A simple FASTQ toolbox for small to medium size projects without dependencies.
Project description
A simple FASTQ toolbox for small to medium size projects without dependencies.
FASTQ files are text-based files for storing nucleotide sequences and its corresponding quality scores. Reading such files is not particularly difficult, yet most off the shelf packages are overloaded with strange dependencies.
fastq offers an alternative to this and brings many useful functions without relying on third party packages.
Installation
Using pip / pip3:
pip install fastq
Or by source:
git clone git@github.com:not-a-feature/fastq.git
cd fastq
pip install .
How to use
fastq offers easy to use functions for fastq handling. The main parts are:
- fastq_object()
- head
- body
- qstr
- info
- toFasta()
- len() / str() / eq()
- read()
- write()
fastq_object()
The core component of fastq is the fastq_object()
.
This object represents an FASTQ entry and consists of a head and body.
import fastq as fq
fo = fq.fastq_object("@M01967:23:0", "GATTTGGGG", "!''*((((*")
fo.getHead() or fo.head # @M01967:23:0
fo.getSeq() or fo.body # GATTTGGGG
fo.getQual() or fo.qstr # !''*((((*
When fastq_object(..).info
is requested, some summary statistics are computed and returned as dict.
This computation is "lazy". I.e. the first query takes longer than the second.
If the body or qstr is changed manually, info is automatically reset.
fo.getInfo() or fo.info
{'a_num': 1, 'g_num': 5, # Absolute counts of ACTG
't_num': 3, 'c_num': 0, #
'gc_content': 0.5555555555555556, # Relatice GC content
'at_content': 0.4444444444444444, # Relative AT content
'qual': 6.444444444444445, # Mean quality (Illumina Encoding)
'qual_median': 7, # Median quality
'qual_variance': 7.027777777777778, # Variance of quality
'qual_min': 0, 'qual_max': 9} # Min / Max quality
Following functions are defined on a fastq_object()
:
str(fo) # will return:
# @M01967:23:0
# GATTTGGGG
# +
# !''*((((*
# Body length
len(fo) # will return 10, the length of the body
# Equality
print(fo == fo) # True
fo_b = fq.fastq_object("@different header", "GATTTGGGG", "!!!!!!!!!")
print(fo == fo_b) # True
fo_c = fq..fastq_object(">Different Body", "ZZZZ", "!--!")
print(fo == fo_c) # False
Reading FASTQ files
read()
is a fastq reader which is able to handle compressed and non-compressed files.
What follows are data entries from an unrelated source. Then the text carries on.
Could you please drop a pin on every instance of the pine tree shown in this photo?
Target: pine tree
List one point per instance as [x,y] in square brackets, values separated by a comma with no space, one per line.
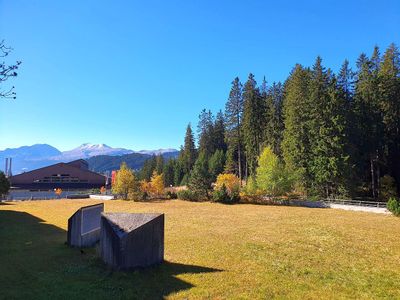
[218,134]
[159,164]
[188,152]
[369,131]
[253,122]
[216,164]
[205,131]
[233,132]
[296,146]
[389,91]
[200,179]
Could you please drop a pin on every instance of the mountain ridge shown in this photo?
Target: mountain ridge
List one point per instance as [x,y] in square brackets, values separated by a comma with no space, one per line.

Following compressions are supported: zip, tar, tar.gz, gz. If multiple files are stored inside an archive, all files are read.
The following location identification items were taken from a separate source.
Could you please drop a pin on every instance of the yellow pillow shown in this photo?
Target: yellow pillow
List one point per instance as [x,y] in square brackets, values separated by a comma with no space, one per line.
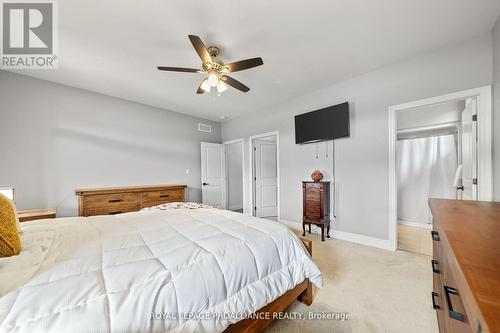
[10,243]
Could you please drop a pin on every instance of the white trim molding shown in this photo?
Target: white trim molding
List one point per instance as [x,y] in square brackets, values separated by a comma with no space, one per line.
[384,244]
[484,136]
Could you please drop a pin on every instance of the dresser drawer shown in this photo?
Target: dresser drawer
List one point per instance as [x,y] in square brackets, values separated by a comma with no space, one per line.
[111,200]
[160,197]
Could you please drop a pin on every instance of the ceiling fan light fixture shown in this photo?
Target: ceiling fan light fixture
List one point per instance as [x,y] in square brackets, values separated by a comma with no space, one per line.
[213,79]
[206,86]
[221,87]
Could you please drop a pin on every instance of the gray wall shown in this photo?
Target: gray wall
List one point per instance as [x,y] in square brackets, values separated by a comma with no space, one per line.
[496,107]
[361,161]
[54,138]
[234,175]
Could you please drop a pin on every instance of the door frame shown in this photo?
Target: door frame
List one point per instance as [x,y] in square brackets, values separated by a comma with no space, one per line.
[223,166]
[484,145]
[251,139]
[225,143]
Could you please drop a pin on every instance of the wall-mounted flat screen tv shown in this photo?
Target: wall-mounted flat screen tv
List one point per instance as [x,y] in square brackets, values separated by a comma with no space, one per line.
[323,125]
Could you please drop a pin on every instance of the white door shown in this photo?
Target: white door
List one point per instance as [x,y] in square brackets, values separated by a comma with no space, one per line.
[265,178]
[213,174]
[469,150]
This function returns a list of fastq_objects.
fos = fq.read("dolphin.fastq") # List of fastq entries.
fos = fq.read("reads.tar.gz") # Is able to handle compressed files.
Writing FASTA files
write()
is a basic fastq writer.
It takes a single or a list of fastq_objects and writes it to the given path.
The file is usually overwritten. Set write(fo, "path.fastq", mode="a")
to append file.
fos = fq..read("dolphin.fastq") # List of fastq entries
fq..write(fos, "new.fastq")
License
Copyright (C) 2022 by Jules Kreuer - @not_a_feature
This piece of software is published unter the GNU General Public License v3.0
TLDR:
| Permissions | Conditions | Limitations |
| ---------------- | ---------------------------- | ----------- |
| ✓ Commercial use | Disclose source | ✕ Liability |
| ✓ Distribution | License and copyright notice | ✕ Warranty |
| ✓ Modification | Same license | |
| ✓ Patent use | State changes | |
| ✓ Private use | | |
Go to LICENSE.md to see the full version.
Dependencies
In addition to packages included in Python 3, this piece of software uses 3rd-party software packages for development purposes that are not required in the published version. Go to DEPENDENCIES.md to see all dependencies and licenses.